I WOULD guess that 50 or so people turned up for the impromptu ceremony to mark the 130th anniversary of the Trimdon Grange Colliery Disaster. There were the odd councillors, an MP and the BBC Look North TV people who produced a really good report with Skerne's atmospheric singing as the backdrop.

I, though, fell to looking at the monument. I've written a piece about it for Saturday's in-paper column and thought I'd put the four friezes on here in case anyone wants to see them.

Here's a bit of the column that's relevant and not too ridiculously overblown:

"Directly above lead singer John Burton's greying hair was a carving of a grieving mother beside her husbands gravestone being comforted by her young daughter. Even if the mother's arms are so unnaturally long that they could have reached down the 850ft to the seat of the explosion and plucked up her husband, it is a touching scene.

On the far side, there's a miner jauntily going off to work, pickaxe under his arm and lamp in his hand. Round the back, there's the drama of a miner helping his injured marrer be winched up the shaft to safety, and finally, facing me, are two hands clasped together. Beneath them is a scroll. Once it had the word friendship on it, but time has erased that word, too.

Down at grass level is the name of the sculptor: G Ryder and Sons of Bishop Auckland. In Kelloe churchyard a couple of miles away, where there is another mass grave from the disaster, Mr Ryder erected an identical memorial...

Two months after Trimdon Grange, Tudhoe went bang in identical circumstances, killing 37.

Just like in Trimdon, their fellow workmen and friends had a whip-round and as a token of sincere respect commissioned Mr Ryder to create an identical monument.
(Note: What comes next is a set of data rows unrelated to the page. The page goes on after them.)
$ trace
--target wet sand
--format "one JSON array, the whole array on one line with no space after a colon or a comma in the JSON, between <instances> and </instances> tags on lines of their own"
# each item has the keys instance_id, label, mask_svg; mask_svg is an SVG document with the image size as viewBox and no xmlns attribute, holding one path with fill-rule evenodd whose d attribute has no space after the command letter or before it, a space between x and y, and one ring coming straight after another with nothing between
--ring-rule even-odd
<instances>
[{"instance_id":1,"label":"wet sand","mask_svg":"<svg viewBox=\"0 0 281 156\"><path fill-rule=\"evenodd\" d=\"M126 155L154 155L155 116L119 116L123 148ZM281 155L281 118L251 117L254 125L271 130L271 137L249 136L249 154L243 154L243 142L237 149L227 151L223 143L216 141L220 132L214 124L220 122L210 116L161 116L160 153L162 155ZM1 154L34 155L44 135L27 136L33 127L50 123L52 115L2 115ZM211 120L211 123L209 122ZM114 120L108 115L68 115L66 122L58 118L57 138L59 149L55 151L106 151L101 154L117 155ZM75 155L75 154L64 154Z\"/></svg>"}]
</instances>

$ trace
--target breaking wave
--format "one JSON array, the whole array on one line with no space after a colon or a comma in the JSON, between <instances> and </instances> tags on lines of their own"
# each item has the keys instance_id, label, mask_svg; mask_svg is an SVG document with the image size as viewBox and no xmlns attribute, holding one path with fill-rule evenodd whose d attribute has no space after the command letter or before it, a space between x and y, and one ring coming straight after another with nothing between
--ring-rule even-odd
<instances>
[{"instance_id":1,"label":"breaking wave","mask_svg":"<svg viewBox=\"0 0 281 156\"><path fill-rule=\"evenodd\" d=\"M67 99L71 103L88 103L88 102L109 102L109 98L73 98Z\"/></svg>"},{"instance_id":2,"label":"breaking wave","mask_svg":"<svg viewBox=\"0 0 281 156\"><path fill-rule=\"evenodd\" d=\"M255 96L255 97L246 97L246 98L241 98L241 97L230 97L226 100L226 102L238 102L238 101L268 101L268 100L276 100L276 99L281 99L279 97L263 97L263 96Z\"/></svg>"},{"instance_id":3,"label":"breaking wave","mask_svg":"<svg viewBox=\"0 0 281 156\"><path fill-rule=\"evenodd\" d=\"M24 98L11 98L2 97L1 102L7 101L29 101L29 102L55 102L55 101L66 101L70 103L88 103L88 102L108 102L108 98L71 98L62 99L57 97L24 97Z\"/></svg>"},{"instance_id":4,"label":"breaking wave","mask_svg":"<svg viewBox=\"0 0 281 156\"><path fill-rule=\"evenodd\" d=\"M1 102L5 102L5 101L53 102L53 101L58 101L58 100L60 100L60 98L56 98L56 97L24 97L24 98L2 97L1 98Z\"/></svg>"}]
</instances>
It still stands, with its four identical friezes, in York Road Cemetery, Spennymoor.

Mr Ryder's career as the coalfield's stonemason of choice seems to have started in 1880 when he was commissioned to commemorate the 164 miners killed at Seaham in the first, and most deadly, disaster of that decade.

He didn't put any folksy mining friezes on the Seaham memorial. Instead, he carved an Old Testament phrase: "There is but a step between me and death."

In the Durham coalfield 130 years ago, that was terribly true.